I found a recipe for Pork Chimichangas in a copy of Recipe+ and as I'm not overly keen on pork I substituted chicken breast in when I converted the recipe for TMX. You could of course use pork mince like the original recipe.
Ingredients:8 large wraps (see notes below)
120g tasty cheese - cubed
1 medium red onion - peeled and quartered
2 cloves garlic - peeled
35g organic olive oil
2 tsp cumin
1 tsp smoked sweet paprika
1/2 small red capsicum
350g chicken breast or thighs diced (2x2cm)
1 tbsp of sweet chilli sauce
large handful of baby spinach leaves
oil for shallow frying (I like Grape seed oil)
1 medium avocado, peeled and chopped
1 medium tomato, chopped
1 tbsp lemon juice
sour cream to serve
Method:Make wraps and set aside (see note below).
Grate cheese in TMX for 4 seconds on speed 8. Set aside
Chop onion and garlic in TMX for 2 seconds on speed 5. Scrape down sides, add oil and saute for 3 minutes, 100 degrees on reverse speed 1. Add the spices and cook for a further minute at the same temperature.
Add capsicum and chop for 2-3 seconds on speed 5. Add chicken and chilli sauce and cook for 5 minutes, 100 degrees, reverse soft speed. After the cooking has finished add the spinach leaves and stir through with spatula.
While this is cooking chop the avocado and tomato (by hand). Combine with lemon juice and set aside.
Assemble the Chimichangas by laying each wrap out separately and placing a row of grated cheese down the centre (not all the way to each end though as they have to be tucked up). Spread the meat mix on top of each row of cheese being careful not to spoon on the liquid that may have cooked out from the chicken and capsicum. Fold in opposite sides to cover filling and then roll up completely to enclose filling.
Heat oil to a moderate heat in a fry pan and shallow fry the parcels in 2 batches turning once. Placing the parcels folded side down first will help to keep them together. Drain on paper towels.
Serve on a platter or individually with the avocado salsa and sour cream.
Notes:I followed
this wonderful recipe but increased the ingredients to make a larger amount. I used 375g spelt flour, 150g water and 70g organic extra virgin olive oil. This amount made 8 large wraps.
When I make my wraps I always give the TMX bowl a quick wipe with a blob of the dough before proceeding to roll out the wraps. This really helps when it comes to cleaning the bowl.
This is a very mild Mexican dish, but could easily be spiced up by adding a chilli or some chilli flakes in with the onion and garlic.

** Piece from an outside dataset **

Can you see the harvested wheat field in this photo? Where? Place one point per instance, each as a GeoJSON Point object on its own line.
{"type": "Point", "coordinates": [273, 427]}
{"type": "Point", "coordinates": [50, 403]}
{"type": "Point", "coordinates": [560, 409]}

The chicken may break up a little bit during cooking which is fine and won't be noticeable in the chimichangas.
I made these with beef mince last week. I just cooked the beef for a couple of extra minutes. We really liked the beef ones too. I toasted them in our press. They were very easy and tasted fine (not crispy like the shallow fried ones though).
members' commentscathy79 - I used this as the base of our dinner. The recipe for the wraps is fantastic - a really easy dough to work with. The first few I thought were under cooked but they actually turned out better as they were flexible. Whereas the one's that were fully cooked cracked when folding - not that it mattered. They taste delicious. So I think the key might be to just cook quickly as they'll get cooked again anyway.
I used leftover roast chicken roughly chopped, so just "cooked" it for a minute with the chilli sauce. I mashed the avocado and smeared it on the wrap before adding cheese, chicken mixture and a few slices of tomato.
Then I cooked in our sandwich press instead of frying, so they were like doner kebabs. It was delicious. We all enjoyed it, even my fussy meat hating 5yr old.